As with the first episode of the season, we’re introduced to the mid-season premiere (ew) by Sally Langston on The Liberty Report, although on this occasion her task is to lay out the theme of ‘It’s Hard Out Here for a General’ – power and the exercise thereof – rather than provide exposition. Anyway, we’re six months on from the events of the last episode, and quite a few things have changed. With Olivia out of the White House, Abby is being work-wived to death by a lonely President, who has her on 24/7 speed-dial for discussion of issues both big and small. Meantime, Olivia is having ostensibly affectionate dinners with her father, and is in a friends-with-benefits relationship with Jake, although there isn’t much that’s friendly about it; from what we see of their rough and taciturn encounters, it looks more like hate-fucking. This being Scandal, I’m sure that there have been one or two think-pieces about it in the couple of weeks since the episode aired in the US, so I’ll suggest that, generally, if it’s consensual it’s OK, and leave them to it.
And OPA has a client and a Case: the first female director of the NSA, General Diane Peters, has had highly secret information about Project Mercury – under which the USA is spying on world leaders, which I’d kind of taken for granted – extracted from her home computer, where it shouldn’t have been anyway. The obvious suspect is her relatively new partner, Billy, a computer programmer who’s been off the grid for a couple of days. Olivia’s job is to handle it for Diane; meantime, with the press sniffing around, Fitz asks Jake to limit the damage. OPA rapidly concludes that Billy is either traitor or whistleblower, while Diane gamely and loyally keeps insisting that he wouldn’t betray her.
I’m perhaps the only viewer who didn’t see how the Case of the Week was going to play out. Indeed, there are probably lost tribes in the Amazon rainforest who’ve never seen a TV, still less an episode of Scandal, who could have told me what was going to happen. Suffice to say that Rowan’s behind it which, when Olivia confronts him, allows him an opportunity for a classic Spy Daddy monologue: “Get yourself”, he snarls, “some power”.
Fortunately, a path to power has presented itself, or rather herself, to Olivia: Mellie has given her a copy of her draft autobiography to have a read over, and Olivia’s view is that it’s boring. If Mellie wants to run for President, Olivia suggests, she needs to write something more interesting, which deals with the questions to which people want answers, and would she like some help? Which, in turn, sets up Mellie running for the Oval with Olivia in her corner.

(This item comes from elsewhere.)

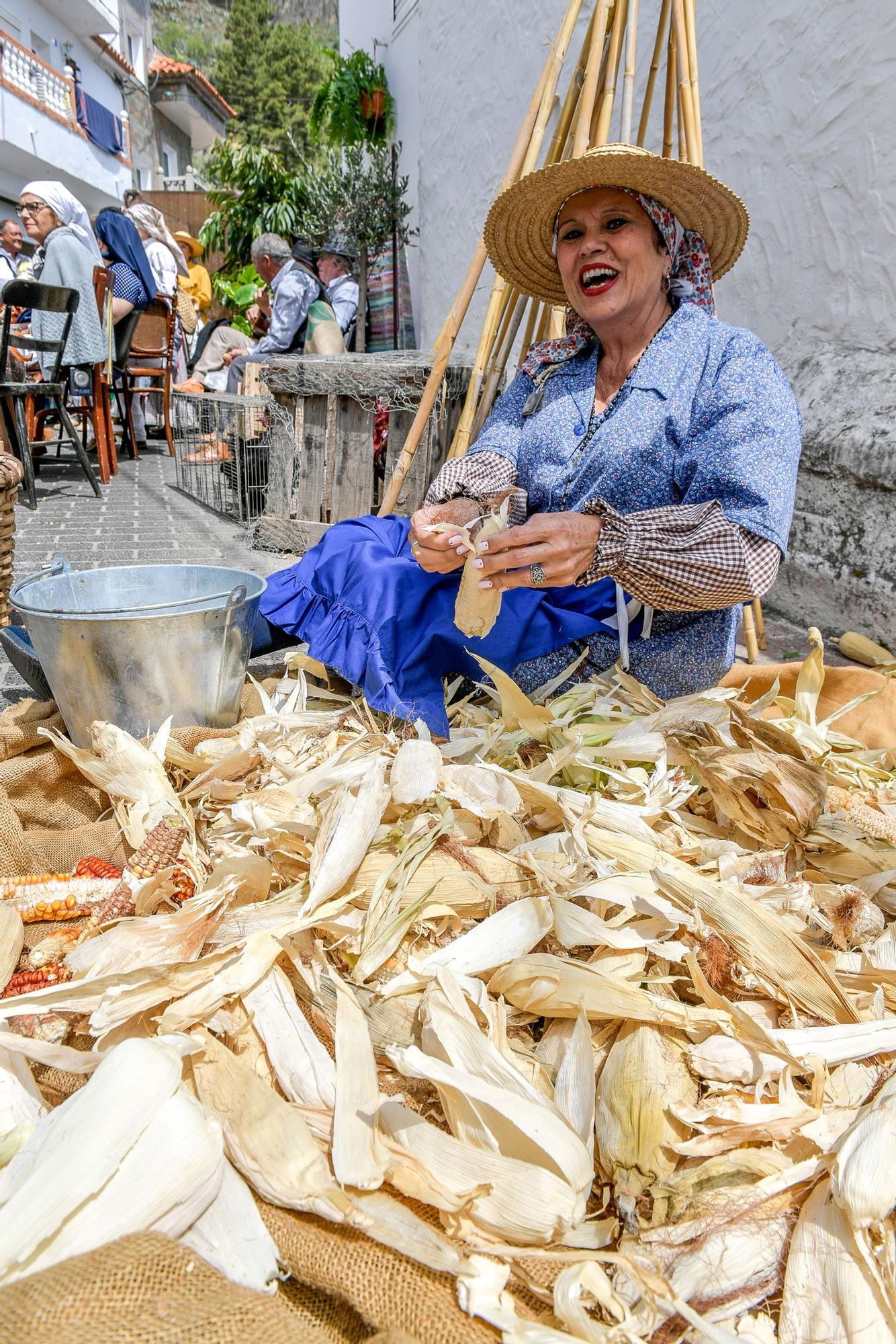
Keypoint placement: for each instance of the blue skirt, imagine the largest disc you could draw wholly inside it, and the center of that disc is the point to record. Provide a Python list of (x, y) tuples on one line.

On one view, it’s the show’s most natural alliance, and it’s one we’ve been waiting for; on the other, given what these people have put each other through, they really shouldn’t be able to exist together on the same planet. Still, if I’m being honest, after five seasons I’ve mostly forgotten who’s done what to whom in Scandal, so perhaps they have too.
This was a largely impressive return: the dialogue pops, the plotting’s tight, most of the characters get a moment in the sun, and B-613 seems to be off the agenda again. Assuming, as I think we must, that Scandal isn’t going to return to its season 2 form, this is probably about as good an episode as we can realistically expect these days.